Wednesday, September 20, 2006

Be a C student in Calc

Despite failing spectactularly on my first BC calc exam, I remain in a remarkable state of Zen-like calmness. Is it senior slide catching up to me? Lethargy and inertia seem the predominate state of my being.

After seeing a small (this is Noeth) red C- on my calc test, in addition to a scrawled note demanding "more study needed," I reacted with little emotion. Perhaps it is a profound state of denial, but I really don't seem to care. Or this there some Freudian defense mechanism (i.e. denial) pretending to me I don't care? There was also a supreme confidence that I would do much better on the next test, that I was capable of doing much better. Really, you think I would freak out more after getting the lowest math test grade of my life. This is from first grade onward and includes all those tedious hours of Kumon. Whatever the case, I cannot profess to be easily moved. I believe myself to be a rather sensitive person--hypersensitive in some cases--but I rarely, rarely cry.

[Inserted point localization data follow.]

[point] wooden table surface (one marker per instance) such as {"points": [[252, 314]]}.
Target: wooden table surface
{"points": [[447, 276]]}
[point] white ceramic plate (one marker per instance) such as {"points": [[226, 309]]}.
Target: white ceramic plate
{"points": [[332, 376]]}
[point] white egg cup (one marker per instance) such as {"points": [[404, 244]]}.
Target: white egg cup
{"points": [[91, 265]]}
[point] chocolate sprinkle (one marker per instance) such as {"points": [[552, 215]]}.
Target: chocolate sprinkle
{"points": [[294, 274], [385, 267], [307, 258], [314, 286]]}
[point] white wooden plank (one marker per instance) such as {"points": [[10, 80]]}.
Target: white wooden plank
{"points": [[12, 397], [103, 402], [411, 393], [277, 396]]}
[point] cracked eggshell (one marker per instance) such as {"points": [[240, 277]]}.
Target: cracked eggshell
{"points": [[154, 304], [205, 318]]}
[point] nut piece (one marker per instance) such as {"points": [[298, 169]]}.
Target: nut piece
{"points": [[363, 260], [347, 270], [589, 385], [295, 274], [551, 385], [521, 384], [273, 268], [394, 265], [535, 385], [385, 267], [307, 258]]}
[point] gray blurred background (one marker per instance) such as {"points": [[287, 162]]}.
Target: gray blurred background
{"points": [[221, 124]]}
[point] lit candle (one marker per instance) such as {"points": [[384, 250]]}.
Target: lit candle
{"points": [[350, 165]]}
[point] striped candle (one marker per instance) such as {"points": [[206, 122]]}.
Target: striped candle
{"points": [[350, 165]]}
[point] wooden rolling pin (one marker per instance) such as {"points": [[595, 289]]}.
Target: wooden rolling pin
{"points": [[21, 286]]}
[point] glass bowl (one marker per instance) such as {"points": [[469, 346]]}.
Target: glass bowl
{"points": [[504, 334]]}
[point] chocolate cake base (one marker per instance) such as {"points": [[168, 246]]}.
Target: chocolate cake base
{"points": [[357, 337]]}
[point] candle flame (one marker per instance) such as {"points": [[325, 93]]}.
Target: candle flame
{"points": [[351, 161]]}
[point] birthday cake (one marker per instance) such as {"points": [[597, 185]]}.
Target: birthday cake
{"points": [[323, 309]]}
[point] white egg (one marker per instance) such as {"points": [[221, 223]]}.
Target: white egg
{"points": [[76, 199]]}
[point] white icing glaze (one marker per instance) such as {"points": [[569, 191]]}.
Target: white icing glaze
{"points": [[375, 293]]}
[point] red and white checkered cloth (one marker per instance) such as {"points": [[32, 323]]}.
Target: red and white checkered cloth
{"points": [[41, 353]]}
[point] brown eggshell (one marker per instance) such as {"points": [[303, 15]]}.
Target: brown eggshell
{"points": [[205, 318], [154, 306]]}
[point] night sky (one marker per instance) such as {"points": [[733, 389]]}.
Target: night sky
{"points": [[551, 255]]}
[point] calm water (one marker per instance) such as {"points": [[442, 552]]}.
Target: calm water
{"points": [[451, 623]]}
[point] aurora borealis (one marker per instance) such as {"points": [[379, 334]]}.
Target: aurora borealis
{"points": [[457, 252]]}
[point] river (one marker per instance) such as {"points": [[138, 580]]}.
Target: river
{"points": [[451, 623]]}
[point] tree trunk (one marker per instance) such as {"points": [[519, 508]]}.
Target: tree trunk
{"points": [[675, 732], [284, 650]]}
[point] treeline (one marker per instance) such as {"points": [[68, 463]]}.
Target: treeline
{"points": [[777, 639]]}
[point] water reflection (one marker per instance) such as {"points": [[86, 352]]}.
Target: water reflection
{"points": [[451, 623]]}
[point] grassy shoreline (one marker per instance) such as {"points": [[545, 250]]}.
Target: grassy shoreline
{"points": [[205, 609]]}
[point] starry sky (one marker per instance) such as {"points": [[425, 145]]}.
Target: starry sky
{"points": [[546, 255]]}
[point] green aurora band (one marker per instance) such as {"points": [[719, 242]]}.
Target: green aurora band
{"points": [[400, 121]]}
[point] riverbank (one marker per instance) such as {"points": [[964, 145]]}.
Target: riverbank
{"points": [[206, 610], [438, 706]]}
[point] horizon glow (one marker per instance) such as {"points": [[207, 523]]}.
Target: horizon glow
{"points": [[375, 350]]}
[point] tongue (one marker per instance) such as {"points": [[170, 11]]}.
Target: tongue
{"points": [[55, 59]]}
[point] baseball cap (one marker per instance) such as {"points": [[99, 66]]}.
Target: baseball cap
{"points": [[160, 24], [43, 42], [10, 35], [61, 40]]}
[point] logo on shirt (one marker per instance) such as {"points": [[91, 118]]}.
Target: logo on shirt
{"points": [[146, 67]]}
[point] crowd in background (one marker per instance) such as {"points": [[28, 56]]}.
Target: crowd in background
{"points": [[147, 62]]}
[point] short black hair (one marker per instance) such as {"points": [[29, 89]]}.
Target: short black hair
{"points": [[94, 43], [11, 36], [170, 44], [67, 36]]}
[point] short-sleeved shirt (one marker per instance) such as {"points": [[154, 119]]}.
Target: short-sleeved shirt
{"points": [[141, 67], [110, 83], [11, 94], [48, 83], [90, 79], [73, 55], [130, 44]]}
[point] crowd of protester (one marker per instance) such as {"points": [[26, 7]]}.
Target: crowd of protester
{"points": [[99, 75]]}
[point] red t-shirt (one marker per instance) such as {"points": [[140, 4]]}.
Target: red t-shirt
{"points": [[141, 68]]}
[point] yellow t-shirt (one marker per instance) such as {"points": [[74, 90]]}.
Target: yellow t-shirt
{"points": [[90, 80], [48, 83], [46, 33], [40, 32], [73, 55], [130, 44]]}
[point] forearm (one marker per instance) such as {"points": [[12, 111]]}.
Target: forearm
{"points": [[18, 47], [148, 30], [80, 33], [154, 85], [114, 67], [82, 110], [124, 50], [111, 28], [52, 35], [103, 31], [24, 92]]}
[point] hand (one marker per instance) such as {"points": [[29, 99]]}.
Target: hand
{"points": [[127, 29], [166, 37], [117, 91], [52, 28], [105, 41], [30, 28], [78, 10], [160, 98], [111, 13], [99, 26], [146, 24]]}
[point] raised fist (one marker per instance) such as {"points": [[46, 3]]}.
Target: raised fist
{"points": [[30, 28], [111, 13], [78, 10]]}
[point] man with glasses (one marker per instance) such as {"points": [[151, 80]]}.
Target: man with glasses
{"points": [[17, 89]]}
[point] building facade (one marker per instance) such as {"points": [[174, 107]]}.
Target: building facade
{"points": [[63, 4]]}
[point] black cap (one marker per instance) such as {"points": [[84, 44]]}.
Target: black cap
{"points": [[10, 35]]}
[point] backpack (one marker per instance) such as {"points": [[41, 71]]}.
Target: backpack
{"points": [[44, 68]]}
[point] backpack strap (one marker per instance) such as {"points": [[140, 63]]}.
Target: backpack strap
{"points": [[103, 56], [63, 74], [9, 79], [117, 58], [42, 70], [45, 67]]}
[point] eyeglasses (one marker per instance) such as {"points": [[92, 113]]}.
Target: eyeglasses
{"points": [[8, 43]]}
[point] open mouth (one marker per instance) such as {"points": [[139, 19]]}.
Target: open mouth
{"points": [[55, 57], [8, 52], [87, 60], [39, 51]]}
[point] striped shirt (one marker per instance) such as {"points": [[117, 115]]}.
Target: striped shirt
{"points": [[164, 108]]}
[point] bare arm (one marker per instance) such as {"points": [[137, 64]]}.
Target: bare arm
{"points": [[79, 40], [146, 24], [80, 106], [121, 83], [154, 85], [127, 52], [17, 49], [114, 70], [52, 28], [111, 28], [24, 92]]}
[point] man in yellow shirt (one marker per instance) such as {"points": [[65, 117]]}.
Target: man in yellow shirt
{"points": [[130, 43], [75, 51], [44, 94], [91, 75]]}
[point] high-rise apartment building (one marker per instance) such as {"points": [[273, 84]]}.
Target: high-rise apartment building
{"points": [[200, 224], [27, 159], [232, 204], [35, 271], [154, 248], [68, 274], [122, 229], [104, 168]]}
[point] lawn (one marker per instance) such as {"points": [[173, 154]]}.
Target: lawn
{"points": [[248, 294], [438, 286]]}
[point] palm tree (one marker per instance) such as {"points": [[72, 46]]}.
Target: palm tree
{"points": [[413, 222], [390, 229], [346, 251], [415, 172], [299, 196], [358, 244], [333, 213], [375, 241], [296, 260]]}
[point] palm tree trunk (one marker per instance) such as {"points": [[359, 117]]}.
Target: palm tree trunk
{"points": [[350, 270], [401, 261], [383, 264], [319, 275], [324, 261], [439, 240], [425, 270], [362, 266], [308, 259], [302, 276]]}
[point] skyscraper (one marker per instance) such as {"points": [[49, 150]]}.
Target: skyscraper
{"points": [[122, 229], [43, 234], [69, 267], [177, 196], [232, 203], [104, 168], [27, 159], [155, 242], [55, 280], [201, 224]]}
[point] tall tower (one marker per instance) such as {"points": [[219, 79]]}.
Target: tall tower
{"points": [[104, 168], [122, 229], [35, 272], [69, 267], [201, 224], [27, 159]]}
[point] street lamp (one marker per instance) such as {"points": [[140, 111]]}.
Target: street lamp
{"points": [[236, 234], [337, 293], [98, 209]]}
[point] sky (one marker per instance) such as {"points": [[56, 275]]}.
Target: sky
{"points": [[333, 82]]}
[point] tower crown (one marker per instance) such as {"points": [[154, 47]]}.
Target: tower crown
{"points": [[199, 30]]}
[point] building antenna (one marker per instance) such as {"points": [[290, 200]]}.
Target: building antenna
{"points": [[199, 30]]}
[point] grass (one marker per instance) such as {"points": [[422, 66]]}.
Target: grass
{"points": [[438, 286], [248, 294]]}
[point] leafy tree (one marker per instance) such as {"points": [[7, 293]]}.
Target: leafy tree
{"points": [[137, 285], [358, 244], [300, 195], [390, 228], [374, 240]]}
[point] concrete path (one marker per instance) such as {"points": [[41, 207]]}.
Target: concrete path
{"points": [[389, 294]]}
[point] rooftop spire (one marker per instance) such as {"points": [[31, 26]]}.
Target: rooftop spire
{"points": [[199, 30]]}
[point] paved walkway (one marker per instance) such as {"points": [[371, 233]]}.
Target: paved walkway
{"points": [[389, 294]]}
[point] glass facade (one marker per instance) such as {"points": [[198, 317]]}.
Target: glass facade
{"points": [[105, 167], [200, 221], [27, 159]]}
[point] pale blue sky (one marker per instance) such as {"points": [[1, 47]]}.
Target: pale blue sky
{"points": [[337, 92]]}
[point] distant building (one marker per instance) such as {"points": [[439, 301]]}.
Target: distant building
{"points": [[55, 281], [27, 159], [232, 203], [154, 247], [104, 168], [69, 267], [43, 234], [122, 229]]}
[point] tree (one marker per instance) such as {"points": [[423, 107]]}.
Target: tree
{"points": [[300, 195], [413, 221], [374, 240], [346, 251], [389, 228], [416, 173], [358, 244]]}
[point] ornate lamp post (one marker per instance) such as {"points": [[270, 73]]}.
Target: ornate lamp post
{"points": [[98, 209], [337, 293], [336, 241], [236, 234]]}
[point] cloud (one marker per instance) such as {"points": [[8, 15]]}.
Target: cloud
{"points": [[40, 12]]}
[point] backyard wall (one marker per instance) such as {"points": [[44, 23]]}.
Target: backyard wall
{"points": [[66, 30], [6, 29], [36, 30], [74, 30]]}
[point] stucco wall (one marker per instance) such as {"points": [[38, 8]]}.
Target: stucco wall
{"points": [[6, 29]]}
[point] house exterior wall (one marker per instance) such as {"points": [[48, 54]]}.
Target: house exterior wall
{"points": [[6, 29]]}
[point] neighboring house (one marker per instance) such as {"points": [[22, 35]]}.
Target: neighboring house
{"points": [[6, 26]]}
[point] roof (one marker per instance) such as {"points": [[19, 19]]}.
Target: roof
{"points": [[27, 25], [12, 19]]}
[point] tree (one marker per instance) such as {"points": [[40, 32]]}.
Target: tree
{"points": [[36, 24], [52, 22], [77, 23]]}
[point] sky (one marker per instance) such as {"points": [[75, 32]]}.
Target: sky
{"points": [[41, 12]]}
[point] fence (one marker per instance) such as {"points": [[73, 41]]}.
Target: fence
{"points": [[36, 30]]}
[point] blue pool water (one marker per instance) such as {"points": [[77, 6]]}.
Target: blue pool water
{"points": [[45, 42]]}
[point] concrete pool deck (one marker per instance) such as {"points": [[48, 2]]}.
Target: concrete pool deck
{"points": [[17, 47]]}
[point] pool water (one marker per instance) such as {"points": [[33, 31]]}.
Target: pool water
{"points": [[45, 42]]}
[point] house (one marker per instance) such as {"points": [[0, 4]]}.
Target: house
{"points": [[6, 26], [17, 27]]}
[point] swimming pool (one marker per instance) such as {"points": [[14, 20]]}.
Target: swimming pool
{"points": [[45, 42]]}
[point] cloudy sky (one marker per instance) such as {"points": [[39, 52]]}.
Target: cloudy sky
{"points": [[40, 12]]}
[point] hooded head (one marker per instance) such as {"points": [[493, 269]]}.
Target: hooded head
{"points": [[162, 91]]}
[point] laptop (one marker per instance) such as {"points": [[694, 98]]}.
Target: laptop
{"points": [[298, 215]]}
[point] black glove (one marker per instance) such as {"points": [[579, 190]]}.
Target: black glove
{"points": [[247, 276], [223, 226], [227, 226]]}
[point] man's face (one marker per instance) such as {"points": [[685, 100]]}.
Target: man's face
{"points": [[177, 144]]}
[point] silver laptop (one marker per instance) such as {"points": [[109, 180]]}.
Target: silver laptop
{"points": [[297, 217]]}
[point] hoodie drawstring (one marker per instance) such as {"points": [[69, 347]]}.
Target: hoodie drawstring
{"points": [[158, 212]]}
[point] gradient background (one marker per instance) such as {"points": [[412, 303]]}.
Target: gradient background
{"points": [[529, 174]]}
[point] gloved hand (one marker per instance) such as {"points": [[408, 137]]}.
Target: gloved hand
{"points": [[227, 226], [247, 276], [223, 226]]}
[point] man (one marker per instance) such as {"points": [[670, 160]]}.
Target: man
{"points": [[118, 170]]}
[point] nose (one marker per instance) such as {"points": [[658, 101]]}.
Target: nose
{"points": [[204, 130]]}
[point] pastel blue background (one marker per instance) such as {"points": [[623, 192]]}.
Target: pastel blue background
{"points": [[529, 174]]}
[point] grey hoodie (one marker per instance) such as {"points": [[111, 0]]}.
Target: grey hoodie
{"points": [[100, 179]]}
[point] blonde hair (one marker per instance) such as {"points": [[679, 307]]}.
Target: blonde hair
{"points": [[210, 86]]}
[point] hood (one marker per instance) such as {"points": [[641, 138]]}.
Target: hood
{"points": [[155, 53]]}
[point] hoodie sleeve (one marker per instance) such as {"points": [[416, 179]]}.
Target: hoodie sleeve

Maybe it's just back-to-school blues, but I have been very spacey all week. I read the instructions on tests all wrong, skip questions on accident, am especially inarticulate, and generally seem to be operating in another dimension. I could be bounded in a nutshell and count myself king of infinite space.

2 comments:

s.z. said...

Worry not. I am a failure as well. Alas, I have yet to find Dibs, though he has long since found himself.

sl said...

Hey there, no worries Jinz! Tes yeux rayonnent d'intelligence, je sais!